In 1972, the member states of UNESCO adopted the Convention concerning the protection of the world cultural and natural heritage (World Heritage Convention). More than 190 countries have ratified it so far. The aim is to preserve natural and cultural assets of outstanding universal value as part of the common heritage of humankind for future generations.

The most important instrument of the Convention is the so-called World Heritage List. It lists the sites that are of outstanding importance worldwide and thus summarizes the heritage of mankind. All states that have acceded to the World Heritage Convention are required to maintain a so-called "Tentative List", which lists proposals for future World Heritage nominations. The intergovernmental World Heritage Committee set up by UNESCO regularly decides which proposals are to be newly included in the World Heritage List.


In Germany, the tentative list (registration list) was largely completed in 2020. It was therefore opened up and each federal state was able to submit two new proposals for inclusion in the national list. In summer 2021, the North Rhine-Westphalian state cabinet voted in favor of just one proposal: the nomination of the "European Bow Arch Bridges of the late 19th Century" as a serial, transnational UNESCO World Heritage Site.

The decision was made in December 2023: Müngsten Bridge will be included on the new German tentative list along with five other large arch bridges in Italy, France and Portugal.
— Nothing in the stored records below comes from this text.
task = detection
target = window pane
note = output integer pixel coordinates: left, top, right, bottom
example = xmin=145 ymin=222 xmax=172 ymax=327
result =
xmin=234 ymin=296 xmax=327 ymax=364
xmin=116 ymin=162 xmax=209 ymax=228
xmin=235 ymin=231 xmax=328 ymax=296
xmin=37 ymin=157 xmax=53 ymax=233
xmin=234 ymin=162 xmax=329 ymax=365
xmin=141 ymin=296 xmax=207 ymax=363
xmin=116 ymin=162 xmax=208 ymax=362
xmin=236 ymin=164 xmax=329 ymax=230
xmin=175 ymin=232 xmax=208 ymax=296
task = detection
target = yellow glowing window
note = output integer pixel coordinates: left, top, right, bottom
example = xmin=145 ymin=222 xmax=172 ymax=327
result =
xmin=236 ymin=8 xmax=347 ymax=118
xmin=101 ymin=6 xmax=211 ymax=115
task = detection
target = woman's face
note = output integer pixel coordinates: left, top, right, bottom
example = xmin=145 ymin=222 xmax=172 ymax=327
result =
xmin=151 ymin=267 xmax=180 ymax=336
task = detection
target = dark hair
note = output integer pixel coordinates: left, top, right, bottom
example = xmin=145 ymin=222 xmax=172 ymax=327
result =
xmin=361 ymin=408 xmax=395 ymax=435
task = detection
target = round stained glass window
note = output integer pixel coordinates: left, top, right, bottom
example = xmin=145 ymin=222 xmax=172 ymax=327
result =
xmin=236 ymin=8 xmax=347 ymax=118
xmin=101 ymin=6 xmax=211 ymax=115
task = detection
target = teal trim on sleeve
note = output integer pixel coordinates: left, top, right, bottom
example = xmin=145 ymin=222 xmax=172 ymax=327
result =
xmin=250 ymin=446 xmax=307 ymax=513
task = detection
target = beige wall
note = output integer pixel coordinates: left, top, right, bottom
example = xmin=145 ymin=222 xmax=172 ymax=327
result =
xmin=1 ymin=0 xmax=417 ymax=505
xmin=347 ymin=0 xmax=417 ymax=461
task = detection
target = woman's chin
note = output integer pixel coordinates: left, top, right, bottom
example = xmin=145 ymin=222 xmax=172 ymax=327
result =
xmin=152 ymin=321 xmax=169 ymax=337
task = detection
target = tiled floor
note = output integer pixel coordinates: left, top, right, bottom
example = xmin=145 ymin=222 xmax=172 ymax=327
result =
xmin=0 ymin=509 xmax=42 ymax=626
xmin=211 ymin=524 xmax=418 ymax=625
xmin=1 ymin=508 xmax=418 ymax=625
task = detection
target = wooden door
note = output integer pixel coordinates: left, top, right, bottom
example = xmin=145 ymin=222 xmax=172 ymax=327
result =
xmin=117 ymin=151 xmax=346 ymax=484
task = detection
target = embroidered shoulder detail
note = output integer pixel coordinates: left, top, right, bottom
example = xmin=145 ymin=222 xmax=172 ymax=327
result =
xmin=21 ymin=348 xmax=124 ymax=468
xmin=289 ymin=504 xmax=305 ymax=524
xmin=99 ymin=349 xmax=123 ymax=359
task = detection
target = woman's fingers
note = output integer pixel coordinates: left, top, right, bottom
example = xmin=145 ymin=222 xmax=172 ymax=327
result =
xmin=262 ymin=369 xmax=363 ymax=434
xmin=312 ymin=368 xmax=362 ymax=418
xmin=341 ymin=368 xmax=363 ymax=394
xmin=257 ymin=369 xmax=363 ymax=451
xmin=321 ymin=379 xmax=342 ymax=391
A total of 21 sites from 13 federal states had applied and seven made it onto the future list. The Conference of Culture Ministers thus followed the recommendation of an advisory board.  The application "European Bow Arch Bridges of the late 19th Century" is in fourth place.


With the inclusion on the German tentative list, an important milestone has been reached. Now the next step in the extensive and lengthy process begins: the application for nomination to the UNESCO World Heritage List will be processed in several stages. According to the current plan, a decision could be made by the World Heritage Committee in 2033.


Back in 2011, the Bergisches Städtedreieck took part in the expression of interest procedure of the state of North Rhine-Westphalia and proposed Müngstener Brücke as a potential World Heritage site. At that time, the jury attested to the region's outstanding application and expressly called for the launch of a serial, transnational application with comparable and constructively related bridge structures in Europe. This suggestion was taken up with the new application. Five other comparable arch bridges in Portugal, France and Italy from the same era, which were predecessors and also models for Müngstener Brücke, were examined and included.